As of the date I wrote this, I have received the e-book version of the anthology. The physical books were supposed to start shipping on 3/31. As of 4/16 mine does not show as shipped and I am waiting for a response from the creator as to when I might get it. If anything relevant comes of that conversation, I’ll update it in time. Fulfillment has been good, not great. Though a bit slow (was quoted for 12/14, and it’s now 4/15 with no physical copies as of yet), the book did grow by 50% so the extra time is understandable. Communication hasn’t been the best I’ve ever sen, but he did include plenty of photographic evidence of things moving along, which does go a long way for proving the legitimacy of a project. As when I wrote that article, I believed that something like this: an anthology assembled by a professional editor with experience and stories written by professionals is the kind of project to support if you want the best odds that you’ll see something on the other end.

So anyway, Blackguards is what I expected the G.R.R.M – edited Rogues anthology to be: a collection of fantasy stories centered around roguish characters. Right off the bat, that may be enough for some to go check this out. Other pluses on a pure structural aspect: It’s also a collection of entirely new stories, a nice bonus as most anthologies are collections of previous works, and not new tales. I’ll also say that unlike some anthologies, the introductions to the stories are nice and brief, never outstaying their welcome. Authors got enough space to provide context for their tales or what series their stories are from, so new readers can track down the related works. It worked well. Finally, all the stories come with a title illustration. The art may or may not to be of your taste, but it’s a nice feature.

As for the content, I’d have to stay that overall, the quality is pretty dang high. As always, there are a few stories that won’t quite do it for you (and I admit, the two fan submissions that were included in the book were among the four or five that I skipped over), but generally speaking, it’s pretty good. My major complaint is that outside the one contemporary story and the two or three tales set in specifically places and times, most of the stories are very traditional faux-medieval fantasies, so over the course of the 750ish pages, there’s a feeling of sameness that can be a drag. I’d liked to have seen the inclusion of some urban fantasy or maybe some paranormal just to shake things up.

Overall, this is a very solid anthology series, and it’s an easy recommendation, especially for those who’ve never bought a collection like this and aren’t sure that it’s there thing. I think this group of authors did a good job writing stories that would be accessible to all, and not just their fans. Of course, if you haven’t been swayed by this kind of thing before, this won’t change your mind.

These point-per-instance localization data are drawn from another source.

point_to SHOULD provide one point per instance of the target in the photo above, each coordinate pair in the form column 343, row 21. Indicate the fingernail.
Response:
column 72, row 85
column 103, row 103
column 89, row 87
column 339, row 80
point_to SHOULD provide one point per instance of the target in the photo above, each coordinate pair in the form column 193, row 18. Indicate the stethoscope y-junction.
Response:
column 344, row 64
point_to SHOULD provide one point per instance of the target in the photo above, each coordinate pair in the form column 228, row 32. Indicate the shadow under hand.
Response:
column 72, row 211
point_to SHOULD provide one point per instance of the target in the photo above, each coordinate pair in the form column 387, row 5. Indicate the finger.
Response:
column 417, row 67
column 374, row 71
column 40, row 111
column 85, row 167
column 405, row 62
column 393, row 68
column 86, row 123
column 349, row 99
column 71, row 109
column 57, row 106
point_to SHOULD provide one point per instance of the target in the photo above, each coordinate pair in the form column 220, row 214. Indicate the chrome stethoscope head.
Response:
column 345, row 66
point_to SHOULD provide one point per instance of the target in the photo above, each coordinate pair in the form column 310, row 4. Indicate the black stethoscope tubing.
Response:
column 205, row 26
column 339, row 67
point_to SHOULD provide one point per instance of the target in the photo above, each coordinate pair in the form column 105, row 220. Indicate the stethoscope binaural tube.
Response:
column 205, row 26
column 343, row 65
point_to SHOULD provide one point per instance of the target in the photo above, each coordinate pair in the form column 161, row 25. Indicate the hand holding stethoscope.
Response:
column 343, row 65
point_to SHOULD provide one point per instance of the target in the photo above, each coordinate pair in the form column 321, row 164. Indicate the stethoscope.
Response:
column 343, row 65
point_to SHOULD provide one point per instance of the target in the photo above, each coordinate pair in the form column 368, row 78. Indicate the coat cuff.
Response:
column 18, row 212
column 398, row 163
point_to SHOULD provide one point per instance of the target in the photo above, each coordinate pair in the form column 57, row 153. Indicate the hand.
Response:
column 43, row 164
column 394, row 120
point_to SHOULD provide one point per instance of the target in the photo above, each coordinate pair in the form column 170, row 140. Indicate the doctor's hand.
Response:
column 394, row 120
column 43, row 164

Verdict: Buy It. I’d probably recommend getting your hands on the e-book version if you have a reader. At 750 pages and 6 x 9 print size, this is a monster of a book, and an e-reader is just going to be more comfortable to read.

[Edited 5/11 – Having gone out in the last batch of books, my copy finally arrived today. Anyway, the quality of the book itself is very high and easily of the quality of anything else you’d find on the shelf. I particularly how the introductions are on an actual introduction page (as opposed to just a paragraph separated from the text) and the artwork definitely benefits from being on the larger format than my Paperwhite. All told it’s a job very well done and I feel I got my money’s worth. That said, my recommendation of the digital copy still stands, especially if you’re like me and do a lot of your reading while you are out and about: the book is just too big to comfortably travel with.]